Monday, February 25, 2008

Web Users - Customers and Owners

Today I was reminded again of that quote from last week’s economist: “Citizens are not only the state’s customers; they are also its owners.” In a way, it seems to me that the government and many web services share this dichotomy in parallel. The value of many web services is generated, in one way or another, by the users themselves. As such, like the citizens and their government, web users are both customers and owners.

Yesterday I wrote about how, in the case of governments, taxation is circular as money is technically taken and given to and from the same group. Furthermore, I suggested that value is only generated by reducing expenses – by improving efficiencies. I think we can see the very same tendencies in web services; they manifest themselves in downward cost pressures. Many arguments can be made for why internet services are often free. A compelling one, I think, is that it is simply because it is users themselves that generate the value of these services; they are the owners; and it makes no sense to charge the owners.

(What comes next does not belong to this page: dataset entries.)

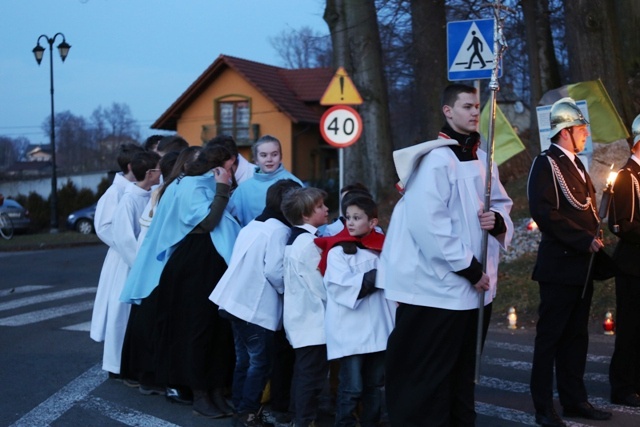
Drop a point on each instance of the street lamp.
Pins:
(38, 51)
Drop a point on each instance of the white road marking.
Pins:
(22, 290)
(124, 415)
(81, 327)
(514, 415)
(51, 296)
(56, 405)
(46, 314)
(529, 349)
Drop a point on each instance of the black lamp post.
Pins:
(38, 51)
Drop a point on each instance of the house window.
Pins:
(233, 119)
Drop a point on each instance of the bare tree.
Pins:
(8, 152)
(111, 128)
(303, 48)
(73, 141)
(430, 63)
(544, 72)
(595, 49)
(356, 45)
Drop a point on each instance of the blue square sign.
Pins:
(470, 53)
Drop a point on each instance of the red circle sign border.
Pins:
(324, 118)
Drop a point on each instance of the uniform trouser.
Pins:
(430, 367)
(624, 372)
(309, 377)
(562, 339)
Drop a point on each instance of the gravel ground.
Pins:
(524, 241)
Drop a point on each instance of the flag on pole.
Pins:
(606, 124)
(507, 143)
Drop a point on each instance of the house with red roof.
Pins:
(248, 99)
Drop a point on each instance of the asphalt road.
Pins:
(50, 369)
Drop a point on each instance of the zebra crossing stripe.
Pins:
(52, 296)
(46, 314)
(81, 327)
(529, 349)
(124, 415)
(22, 289)
(60, 402)
(526, 366)
(518, 387)
(514, 415)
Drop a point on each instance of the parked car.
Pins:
(82, 220)
(18, 214)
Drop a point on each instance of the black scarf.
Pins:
(468, 144)
(268, 213)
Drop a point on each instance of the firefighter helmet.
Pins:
(565, 114)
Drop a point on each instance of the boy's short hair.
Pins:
(263, 140)
(451, 92)
(277, 191)
(356, 186)
(171, 143)
(167, 162)
(301, 202)
(125, 155)
(142, 162)
(151, 142)
(226, 141)
(367, 204)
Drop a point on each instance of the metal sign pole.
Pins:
(499, 45)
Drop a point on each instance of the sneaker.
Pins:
(130, 382)
(150, 390)
(250, 419)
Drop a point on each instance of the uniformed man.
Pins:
(624, 221)
(562, 203)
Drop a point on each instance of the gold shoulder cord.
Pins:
(567, 193)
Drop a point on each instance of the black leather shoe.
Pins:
(632, 399)
(549, 418)
(586, 410)
(177, 395)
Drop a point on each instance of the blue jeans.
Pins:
(361, 378)
(253, 345)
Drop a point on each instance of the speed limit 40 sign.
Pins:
(341, 126)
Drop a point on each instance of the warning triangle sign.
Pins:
(341, 90)
(474, 53)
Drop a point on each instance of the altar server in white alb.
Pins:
(249, 294)
(102, 221)
(430, 265)
(125, 228)
(358, 317)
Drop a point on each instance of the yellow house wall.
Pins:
(263, 112)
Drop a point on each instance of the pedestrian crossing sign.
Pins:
(470, 53)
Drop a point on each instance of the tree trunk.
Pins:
(356, 45)
(544, 72)
(628, 22)
(429, 33)
(595, 50)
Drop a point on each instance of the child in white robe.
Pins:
(358, 318)
(103, 221)
(125, 230)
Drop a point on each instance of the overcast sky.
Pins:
(143, 53)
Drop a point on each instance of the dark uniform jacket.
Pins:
(625, 213)
(567, 231)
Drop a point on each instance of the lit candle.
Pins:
(609, 325)
(606, 194)
(512, 317)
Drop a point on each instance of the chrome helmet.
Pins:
(635, 129)
(564, 114)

I’m sure this is not a new idea. What I began wondering though, was whether the cost pressures that manifest themselves in online services would manifest themselves in the government. In other words, is the eventual inclination towards zero taxation? After all, the public sector generally lags behind the private one.

I can actually almost see this theoretical limit as a realistic possibility. The web is, after all, a tool to facilitate communication. Take the web’s capacity closer to its potential and it should have the ability to communicate and mobilize a collective for itself and by itself – a real democracy, no?